In this essay, Dr. Ana M. Soto relates the pathways of her career that led her to become a highly cited author in the field of Environment & Ecology. Dr. Soto has 10 papers with a total of 1,448 citations listed in ESI, placing her among the 10 most-cited authors of her particular field. Dr. Soto is a Professor of Anatomy and Cellular Biology at the Tufts University School of Medicine in Boston, Massachusetts. Research in her lab focuses on control of cell proliferation and environmental reproductive toxicology.

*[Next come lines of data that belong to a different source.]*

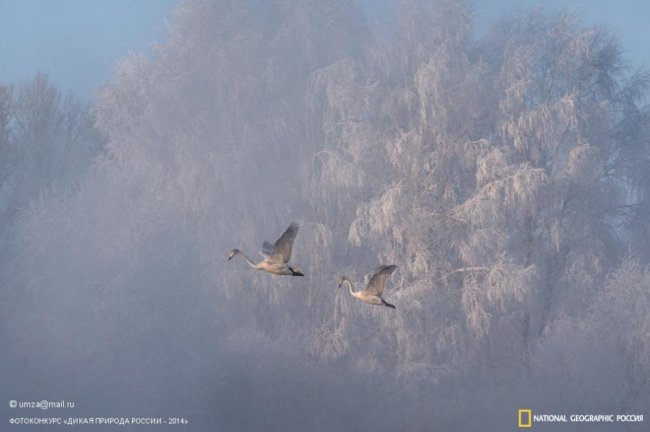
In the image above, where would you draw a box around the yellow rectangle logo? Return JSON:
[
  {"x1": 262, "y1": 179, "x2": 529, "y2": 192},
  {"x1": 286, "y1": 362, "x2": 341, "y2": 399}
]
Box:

The road to scientific discovery is not necessarily a straight one. In 1989, I became a "toxicologist by accident." My partner, Dr. Carlos Sonnenschein, and I had been working for almost two decades, trying to understand how cell proliferation is controlled in multicellular organisms. We had chosen sex steroids (estrogens and androgens) as models because they specifically regulate the proliferation of their target cells. Our experiments indicated that proliferation Dr. Ana M. Sotowas a constitutive property of cells in multicellular organisms. This is accepted as a truism for unicellular organisms, but it was contrary to dogma for multicellular ones. Evidence collected in our lab suggested that estrogens induce cell proliferation by blocking the action of a blood-borne inhibitor, which we began to purify through a bioassay. When the inhibitor was present, the target cells were inhibited from proliferating; when we added estrogen (estradiol-17beta), they proliferated maximally. Then, one day this was suddenly no longer the case; the cells began to proliferate, regardless of the presence of estradiol. We investigated this puzzle by substituting all the components of the assay until we found that the problem was due to estrogenic activity released from the plastic tubes used to store culture media components. The manufacturers of the plastic acknowledged that the problem was due to a change in the plastic’s formulation. However, they refused to identify the chemical, adducing proprietary reasons. We later identified the estrogenic compound as nonylphenol, an antioxidant also used in the synthesis of detergents (Soto, et al., Environ. Health Perspect., 92:167-73, May 1991). This was the first of a series of non-chlorinated estrogenic chemicals found to be present in the environment, and also the first of many identified in plastics since then by others and by us.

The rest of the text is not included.